Alertmanager PagerDuty Receiver Integration Prompt
Wire Prometheus Alertmanager to PagerDuty with correct severity mapping, dedup keys, custom details, and auto-resolve so on-call pages are actionable and noise-free.
- Target user
- On-call platform engineers configuring paging escalation
- Difficulty
- Intermediate
- Tools
- Claude, ChatGPT
The prompt
You are a senior incident-response engineer who has tuned Alertmanager → PagerDuty integrations so that every page is real, deduplicated, and self-resolving. I will provide: - My current Alertmanager routing tree and receivers - PagerDuty service structure (Events API v2 routing keys, services per team) - Severity/label conventions on my alerts - Pain points (duplicate incidents, pages that never auto-resolve, low-priority alerts paging) Your job: 1. **Events API v2 mapping** — write a `pagerduty_configs` block using `routing_key`, mapping Alertmanager `severity` labels to PagerDuty `severity` (critical/error/warning/info) and explaining how `class`, `component`, and `group` improve grouping in PD. 2. **Dedup key strategy** — set `dedup_key` (via the `description`/`details` or `group_key`) so that the same logical alert updates one incident instead of opening many.
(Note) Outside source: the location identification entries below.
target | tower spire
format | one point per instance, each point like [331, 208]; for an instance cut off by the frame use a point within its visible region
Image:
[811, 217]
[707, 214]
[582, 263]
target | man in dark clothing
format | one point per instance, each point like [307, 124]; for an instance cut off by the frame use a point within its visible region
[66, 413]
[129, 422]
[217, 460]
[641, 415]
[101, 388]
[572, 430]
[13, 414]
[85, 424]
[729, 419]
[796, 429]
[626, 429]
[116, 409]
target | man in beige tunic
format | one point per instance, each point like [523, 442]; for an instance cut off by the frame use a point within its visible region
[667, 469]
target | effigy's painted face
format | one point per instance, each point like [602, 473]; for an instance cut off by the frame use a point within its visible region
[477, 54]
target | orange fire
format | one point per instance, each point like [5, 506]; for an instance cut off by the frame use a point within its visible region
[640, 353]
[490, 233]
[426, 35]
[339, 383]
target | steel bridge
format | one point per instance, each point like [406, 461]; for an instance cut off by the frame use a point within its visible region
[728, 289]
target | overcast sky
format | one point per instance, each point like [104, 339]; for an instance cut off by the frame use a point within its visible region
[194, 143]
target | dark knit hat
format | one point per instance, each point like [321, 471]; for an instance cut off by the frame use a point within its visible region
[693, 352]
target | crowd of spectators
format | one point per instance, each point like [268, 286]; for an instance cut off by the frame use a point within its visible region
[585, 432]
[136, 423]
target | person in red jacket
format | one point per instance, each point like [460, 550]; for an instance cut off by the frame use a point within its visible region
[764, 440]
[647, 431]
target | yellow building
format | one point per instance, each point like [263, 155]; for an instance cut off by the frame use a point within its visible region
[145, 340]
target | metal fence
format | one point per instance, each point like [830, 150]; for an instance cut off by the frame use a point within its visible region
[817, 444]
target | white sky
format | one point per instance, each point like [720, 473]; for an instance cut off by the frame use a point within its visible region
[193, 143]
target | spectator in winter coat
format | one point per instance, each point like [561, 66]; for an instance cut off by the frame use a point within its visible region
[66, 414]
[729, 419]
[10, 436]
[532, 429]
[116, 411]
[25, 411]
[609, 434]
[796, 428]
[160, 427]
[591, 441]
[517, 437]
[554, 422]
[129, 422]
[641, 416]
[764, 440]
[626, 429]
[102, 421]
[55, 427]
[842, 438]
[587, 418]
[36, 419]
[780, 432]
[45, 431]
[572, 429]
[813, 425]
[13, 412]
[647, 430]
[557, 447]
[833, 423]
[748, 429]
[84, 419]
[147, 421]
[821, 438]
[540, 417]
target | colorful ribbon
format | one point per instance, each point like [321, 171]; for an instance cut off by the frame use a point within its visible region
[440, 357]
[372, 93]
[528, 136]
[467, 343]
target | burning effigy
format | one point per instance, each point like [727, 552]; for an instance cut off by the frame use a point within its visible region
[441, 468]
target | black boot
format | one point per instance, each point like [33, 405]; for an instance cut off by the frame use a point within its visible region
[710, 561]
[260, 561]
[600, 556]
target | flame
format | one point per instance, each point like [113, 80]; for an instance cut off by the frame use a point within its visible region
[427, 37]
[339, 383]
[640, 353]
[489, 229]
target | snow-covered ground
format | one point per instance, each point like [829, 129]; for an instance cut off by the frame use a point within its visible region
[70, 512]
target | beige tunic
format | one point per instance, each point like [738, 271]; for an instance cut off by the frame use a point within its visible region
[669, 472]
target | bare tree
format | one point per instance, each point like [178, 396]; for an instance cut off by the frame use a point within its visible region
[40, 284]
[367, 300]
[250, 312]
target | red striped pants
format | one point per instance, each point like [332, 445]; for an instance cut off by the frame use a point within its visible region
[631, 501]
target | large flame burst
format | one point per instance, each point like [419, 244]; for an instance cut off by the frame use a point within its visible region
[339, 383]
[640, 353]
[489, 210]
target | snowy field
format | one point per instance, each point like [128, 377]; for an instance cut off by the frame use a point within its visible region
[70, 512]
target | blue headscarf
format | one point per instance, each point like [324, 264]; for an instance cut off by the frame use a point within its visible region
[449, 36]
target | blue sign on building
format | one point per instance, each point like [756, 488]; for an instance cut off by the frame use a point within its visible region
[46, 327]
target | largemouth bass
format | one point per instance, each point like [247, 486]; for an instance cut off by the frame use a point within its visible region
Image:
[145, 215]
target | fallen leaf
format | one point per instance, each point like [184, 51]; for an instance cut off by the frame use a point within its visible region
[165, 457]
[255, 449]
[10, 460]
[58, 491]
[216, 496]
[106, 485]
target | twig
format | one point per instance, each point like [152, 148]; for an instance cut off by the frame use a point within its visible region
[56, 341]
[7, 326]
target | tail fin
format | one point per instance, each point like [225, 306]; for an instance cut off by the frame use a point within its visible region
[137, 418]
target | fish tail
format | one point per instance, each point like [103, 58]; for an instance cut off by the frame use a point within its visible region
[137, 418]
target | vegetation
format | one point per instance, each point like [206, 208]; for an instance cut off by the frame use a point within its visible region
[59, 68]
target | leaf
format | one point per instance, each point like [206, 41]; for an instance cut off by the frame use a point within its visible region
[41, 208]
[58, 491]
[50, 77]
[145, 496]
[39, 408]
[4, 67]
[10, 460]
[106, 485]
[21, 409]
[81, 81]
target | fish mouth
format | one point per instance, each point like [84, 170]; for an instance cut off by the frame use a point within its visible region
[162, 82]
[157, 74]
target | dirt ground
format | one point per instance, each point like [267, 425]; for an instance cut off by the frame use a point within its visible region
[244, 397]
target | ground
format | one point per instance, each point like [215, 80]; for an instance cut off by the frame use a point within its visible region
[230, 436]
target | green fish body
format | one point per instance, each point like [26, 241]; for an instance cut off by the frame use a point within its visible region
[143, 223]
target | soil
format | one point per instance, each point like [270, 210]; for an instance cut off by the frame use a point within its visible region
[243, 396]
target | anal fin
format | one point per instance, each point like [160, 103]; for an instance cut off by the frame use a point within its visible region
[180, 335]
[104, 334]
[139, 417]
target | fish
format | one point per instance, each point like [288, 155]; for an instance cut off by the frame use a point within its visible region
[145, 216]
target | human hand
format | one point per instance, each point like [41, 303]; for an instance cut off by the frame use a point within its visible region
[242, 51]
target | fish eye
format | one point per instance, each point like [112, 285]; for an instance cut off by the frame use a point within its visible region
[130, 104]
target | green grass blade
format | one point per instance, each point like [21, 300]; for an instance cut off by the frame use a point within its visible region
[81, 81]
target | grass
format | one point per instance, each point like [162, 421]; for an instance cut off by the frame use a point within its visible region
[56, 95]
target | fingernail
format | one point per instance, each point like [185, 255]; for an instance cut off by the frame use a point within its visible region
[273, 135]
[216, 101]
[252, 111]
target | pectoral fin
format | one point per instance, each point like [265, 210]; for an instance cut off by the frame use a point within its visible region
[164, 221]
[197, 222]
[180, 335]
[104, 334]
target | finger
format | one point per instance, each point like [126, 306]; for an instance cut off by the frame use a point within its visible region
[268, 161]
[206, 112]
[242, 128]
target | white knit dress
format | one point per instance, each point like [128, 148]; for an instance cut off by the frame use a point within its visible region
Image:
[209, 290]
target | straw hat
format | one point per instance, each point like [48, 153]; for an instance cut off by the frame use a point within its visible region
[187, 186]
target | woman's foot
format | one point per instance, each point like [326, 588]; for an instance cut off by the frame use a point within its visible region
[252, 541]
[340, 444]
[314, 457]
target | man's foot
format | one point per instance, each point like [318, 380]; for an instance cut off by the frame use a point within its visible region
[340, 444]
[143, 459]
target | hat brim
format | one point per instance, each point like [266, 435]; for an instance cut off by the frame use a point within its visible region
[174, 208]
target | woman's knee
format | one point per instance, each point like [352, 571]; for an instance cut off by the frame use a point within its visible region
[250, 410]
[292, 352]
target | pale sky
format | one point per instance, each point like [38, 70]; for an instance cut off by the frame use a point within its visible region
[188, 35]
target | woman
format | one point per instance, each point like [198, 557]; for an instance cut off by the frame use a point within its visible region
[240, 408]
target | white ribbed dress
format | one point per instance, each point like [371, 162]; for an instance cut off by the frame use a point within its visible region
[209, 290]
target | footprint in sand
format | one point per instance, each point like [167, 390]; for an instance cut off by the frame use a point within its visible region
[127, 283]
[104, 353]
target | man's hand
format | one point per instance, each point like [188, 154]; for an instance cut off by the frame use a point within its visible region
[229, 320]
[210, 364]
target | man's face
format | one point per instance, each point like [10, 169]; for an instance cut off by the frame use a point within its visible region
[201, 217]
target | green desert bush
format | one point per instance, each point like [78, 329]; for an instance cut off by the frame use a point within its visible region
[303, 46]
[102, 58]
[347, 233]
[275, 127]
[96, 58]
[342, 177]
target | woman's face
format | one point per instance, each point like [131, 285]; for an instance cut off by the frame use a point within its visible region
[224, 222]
Explain how Alertmanager's `group_by` and PD dedup interact and where double-grouping causes lost updates. 3. **Auto-resolve** — confirm resolved notifications are enabled (`send_resolved: true`) and trace exactly how a `resolve` event reaches PD to close the incident, plus how to debug incidents that never close. 4. **Custom details** — populate `details` with runbook_url, dashboard_url, the firing PromQL, the affected service/env, and the threshold-vs-value, so the responder has full context in the PD payload without leaving the page. 5. **Routing discipline** — ensure only true SEV1/SEV2 reach PagerDuty; route SEV3+ to Slack/email. Show the route tree with `continue`, severity matchers, and a fallback catch-all receiver. 6. **Priority and urgency** — map to PD priority/urgency where the plan supports it, and set business-hours vs after-hours urgency if relevant. 7. **Validation** — fire a synthetic alert, confirm one incident opens, updates dedupe, and auto-resolves; check the responder sees runbook + dashboard links. Output as: (a) full `pagerduty_configs` receiver YAML, (b) the route tree snippet that gates paging by severity, (c) a custom `details` template, (d) a checklist for debugging duplicate or never-resolving incidents, (e) a one-line summary of the most common misconfiguration. Bias toward: fewer, higher-quality pages, reliable auto-resolve, and rich context in every incident.